Sarah meets 3 other teenagers and begins hanging out with them. One night, they get spooked while parked in the woods, and one of the boys goes outside to investigate. When he doesn't return, the other boy goes out as well. They are subsequently attacked and killed by the children, with only Sarah escaping. When she returns home in a panic, she and Karen find that Emma is missing as well. They run to the mine and are confronted by all the children. While fleeing, they encounter William Carlton and try to get him to drive them to safety. The children arrive, however, and kill his driver. The three flee to Hanks' house.

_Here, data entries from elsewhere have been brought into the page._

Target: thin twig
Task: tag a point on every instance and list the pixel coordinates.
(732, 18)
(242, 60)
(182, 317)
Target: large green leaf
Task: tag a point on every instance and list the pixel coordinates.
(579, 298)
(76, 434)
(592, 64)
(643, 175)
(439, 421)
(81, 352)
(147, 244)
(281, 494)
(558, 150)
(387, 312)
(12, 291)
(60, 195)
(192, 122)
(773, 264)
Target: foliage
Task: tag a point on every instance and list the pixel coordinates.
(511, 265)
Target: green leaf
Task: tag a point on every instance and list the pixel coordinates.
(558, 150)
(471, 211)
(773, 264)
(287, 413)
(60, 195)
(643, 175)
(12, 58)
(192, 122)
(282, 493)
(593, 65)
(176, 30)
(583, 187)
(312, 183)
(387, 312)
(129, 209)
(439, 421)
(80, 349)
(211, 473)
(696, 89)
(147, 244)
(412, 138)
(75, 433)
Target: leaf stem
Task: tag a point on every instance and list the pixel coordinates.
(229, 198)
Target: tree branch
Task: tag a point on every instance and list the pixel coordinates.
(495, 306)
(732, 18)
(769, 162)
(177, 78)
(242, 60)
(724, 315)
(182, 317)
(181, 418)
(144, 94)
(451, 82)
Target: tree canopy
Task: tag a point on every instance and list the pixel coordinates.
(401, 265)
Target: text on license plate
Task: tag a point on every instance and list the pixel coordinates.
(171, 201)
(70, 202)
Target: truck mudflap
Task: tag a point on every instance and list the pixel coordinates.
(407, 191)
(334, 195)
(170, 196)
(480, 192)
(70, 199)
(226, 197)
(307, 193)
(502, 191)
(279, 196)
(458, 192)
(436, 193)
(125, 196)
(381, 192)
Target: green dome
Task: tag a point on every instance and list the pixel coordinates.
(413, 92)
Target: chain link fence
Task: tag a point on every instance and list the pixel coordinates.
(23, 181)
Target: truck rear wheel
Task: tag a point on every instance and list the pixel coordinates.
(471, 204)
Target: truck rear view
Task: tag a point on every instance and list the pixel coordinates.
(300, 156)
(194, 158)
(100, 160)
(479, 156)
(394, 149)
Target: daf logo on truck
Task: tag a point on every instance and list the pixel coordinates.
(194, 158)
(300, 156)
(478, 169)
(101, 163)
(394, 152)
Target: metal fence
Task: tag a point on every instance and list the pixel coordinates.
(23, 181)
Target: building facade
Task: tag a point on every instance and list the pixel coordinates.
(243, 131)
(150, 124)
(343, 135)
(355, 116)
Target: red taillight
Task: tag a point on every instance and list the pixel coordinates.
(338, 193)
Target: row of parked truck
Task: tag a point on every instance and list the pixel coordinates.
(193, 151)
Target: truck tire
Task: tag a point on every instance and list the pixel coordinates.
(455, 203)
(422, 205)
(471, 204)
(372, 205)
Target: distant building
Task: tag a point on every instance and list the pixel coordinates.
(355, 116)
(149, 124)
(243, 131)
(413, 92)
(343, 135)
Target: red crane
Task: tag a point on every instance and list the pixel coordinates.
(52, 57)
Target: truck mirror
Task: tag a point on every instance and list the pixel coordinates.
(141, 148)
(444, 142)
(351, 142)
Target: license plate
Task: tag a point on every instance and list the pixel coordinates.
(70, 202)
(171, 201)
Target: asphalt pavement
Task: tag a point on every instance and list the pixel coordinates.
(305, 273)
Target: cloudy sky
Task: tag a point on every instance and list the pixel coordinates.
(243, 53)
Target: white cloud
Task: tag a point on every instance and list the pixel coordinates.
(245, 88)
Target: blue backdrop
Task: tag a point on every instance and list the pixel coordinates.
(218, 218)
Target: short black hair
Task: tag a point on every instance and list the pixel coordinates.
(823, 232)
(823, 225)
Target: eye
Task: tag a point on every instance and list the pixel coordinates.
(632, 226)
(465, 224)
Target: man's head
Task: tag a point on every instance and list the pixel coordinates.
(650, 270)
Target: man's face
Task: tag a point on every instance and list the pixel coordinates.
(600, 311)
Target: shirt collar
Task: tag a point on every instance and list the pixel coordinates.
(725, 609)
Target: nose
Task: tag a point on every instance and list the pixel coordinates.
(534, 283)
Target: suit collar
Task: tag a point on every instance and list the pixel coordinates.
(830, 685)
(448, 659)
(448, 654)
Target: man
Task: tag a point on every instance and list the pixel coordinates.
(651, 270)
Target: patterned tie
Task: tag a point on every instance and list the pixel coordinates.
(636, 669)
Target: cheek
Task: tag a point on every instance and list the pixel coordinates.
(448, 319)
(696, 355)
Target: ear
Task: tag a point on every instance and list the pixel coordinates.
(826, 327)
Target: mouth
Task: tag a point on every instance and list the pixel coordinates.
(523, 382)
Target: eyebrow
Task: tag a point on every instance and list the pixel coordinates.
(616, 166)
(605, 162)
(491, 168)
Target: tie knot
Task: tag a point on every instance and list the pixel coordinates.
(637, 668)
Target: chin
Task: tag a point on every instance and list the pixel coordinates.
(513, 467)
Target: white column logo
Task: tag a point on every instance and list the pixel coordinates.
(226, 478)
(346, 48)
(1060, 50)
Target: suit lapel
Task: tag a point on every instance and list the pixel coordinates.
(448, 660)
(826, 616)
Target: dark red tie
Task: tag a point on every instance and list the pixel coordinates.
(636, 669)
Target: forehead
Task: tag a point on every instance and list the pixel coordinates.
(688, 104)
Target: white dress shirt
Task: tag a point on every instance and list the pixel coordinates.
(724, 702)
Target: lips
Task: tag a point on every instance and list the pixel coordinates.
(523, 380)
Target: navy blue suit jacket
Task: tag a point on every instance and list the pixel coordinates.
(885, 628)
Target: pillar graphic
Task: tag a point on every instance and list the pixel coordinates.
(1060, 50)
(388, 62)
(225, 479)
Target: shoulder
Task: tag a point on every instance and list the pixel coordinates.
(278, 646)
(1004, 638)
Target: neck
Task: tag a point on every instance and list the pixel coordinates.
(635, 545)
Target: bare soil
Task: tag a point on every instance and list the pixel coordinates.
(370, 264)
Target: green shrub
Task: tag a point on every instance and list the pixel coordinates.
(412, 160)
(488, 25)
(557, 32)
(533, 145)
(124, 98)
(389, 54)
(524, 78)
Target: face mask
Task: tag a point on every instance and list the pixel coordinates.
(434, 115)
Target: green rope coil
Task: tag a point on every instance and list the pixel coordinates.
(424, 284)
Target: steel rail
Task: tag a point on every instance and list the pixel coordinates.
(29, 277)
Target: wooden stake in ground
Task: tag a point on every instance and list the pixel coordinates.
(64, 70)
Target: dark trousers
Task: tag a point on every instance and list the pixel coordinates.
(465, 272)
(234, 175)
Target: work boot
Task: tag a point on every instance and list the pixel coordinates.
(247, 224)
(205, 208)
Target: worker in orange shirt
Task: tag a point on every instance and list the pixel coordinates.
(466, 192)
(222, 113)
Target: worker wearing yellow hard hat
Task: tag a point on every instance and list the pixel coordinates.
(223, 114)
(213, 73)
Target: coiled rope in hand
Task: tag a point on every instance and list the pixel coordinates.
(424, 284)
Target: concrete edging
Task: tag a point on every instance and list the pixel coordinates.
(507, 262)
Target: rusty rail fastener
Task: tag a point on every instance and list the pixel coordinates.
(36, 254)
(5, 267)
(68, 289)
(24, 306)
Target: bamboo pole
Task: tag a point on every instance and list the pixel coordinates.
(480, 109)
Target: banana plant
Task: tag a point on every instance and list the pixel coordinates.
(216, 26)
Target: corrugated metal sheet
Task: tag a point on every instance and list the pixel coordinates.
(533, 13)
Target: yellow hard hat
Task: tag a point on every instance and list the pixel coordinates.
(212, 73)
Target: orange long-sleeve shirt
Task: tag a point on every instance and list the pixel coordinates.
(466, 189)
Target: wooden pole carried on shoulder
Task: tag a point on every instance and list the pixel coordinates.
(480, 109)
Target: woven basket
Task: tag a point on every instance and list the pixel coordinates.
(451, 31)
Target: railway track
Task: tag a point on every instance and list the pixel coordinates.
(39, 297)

Inside, Hanks tells them that the children spare blood relatives (Mary Tunny and her brother, as well as Hanks' ancestors, were among the children killed in the mine) but seek revenge on the Carlton bloodline. William tries unsuccessfully to shoot the children, but it does not stop them. The four try to flee, but Hanks' truck does not start, and they hide in the barn. William hides in the loft, and the children enter. They slowly bypass the Tunnys and Hanks and swarm William and murder him. Emma then emerges from the crowd of children, who allow Hanks and the Tunnys to leave.

Ultimately, the Tunnys decide to move, but do not sell the house (which somehow legally passed to them after William's death). Ostensibly, they allow the children to live in the house now that they have had revenge on the Carltons, and Mary and her brother are seen in the Tunny house.

==Cast==
- Lori Heuring as Karen Tunny
- Scout Taylor-Compton as Sarah Tunny
- Chloë Grace Moretz as Emma Tunny
- Geoffrey Lewis as Harold Thompson
- Ben Cross as Aaron Hanks
- Martin McDougall as William Carlton
- Helia Grekova as Mary

==Production==
At one point, Tobe Hooper was set to direct the film, but when he dropped out to direct 2005's Mortuary, J. S. Cardone stepped up to direct. The film was shot in the mountains of Bulgaria.

==Release==
The film debuted as one of the eight films that make up the horror film festival 8 Films to Die For's first cycle in 2006.